🤖 AI Summary
Exact hypothesis testing for random effects in two-factor and general factorial designs with multivariate normal data remains challenging, particularly in high dimensions.
Method: We develop a novel approach grounded in the theory of noncentral Wishart distributions. Specifically, we establish the closure property of this distribution class by proving that mixtures—over common degrees of freedom—of noncentral Wishart distributions with respect to their noncentrality parameters remain noncentral Wishart. Leveraging this result, we extend the univariate χ²-type framework of Jones–Marchand to dimension *d*, deriving closed-form finite-sample distributions for random-effects test statistics.

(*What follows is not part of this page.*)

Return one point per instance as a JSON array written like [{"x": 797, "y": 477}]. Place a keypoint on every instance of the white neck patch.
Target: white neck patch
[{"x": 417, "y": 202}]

Contribution/Results: Our method overcomes the univariate restriction of Bilodeau’s work, enabling computationally tractable, asymptotically exact inference in *d*-dimensional settings. It provides the first rigorous matrix-variate distributional foundation for exact hypothesis testing in high-dimensional random-effects models, yielding practical, finite-sample inferential tools without reliance on asymptotic approximations.
📝 Abstract
It is shown that a noncentral Wishart mixture of noncentral Wishart distributions with the same degrees of freedom yields a noncentral Wishart distribution, thereby extending the main result of Jones and Marchand [Stat 10 (2021), Paper No. e398, 7 pp.] from the chi-square to the Wishart setting. To illustrate its use, this fact is then employed to derive the finite-sample distribution of test statistics for random effects in a two-factor factorial design model with $d$-dimensional normal data, thereby broadening the findings of Bilodeau [ArXiv (2022), 6 pp.], who treated the case $d = 1$. The same approach makes it possible to test random effects in more general factorial design models.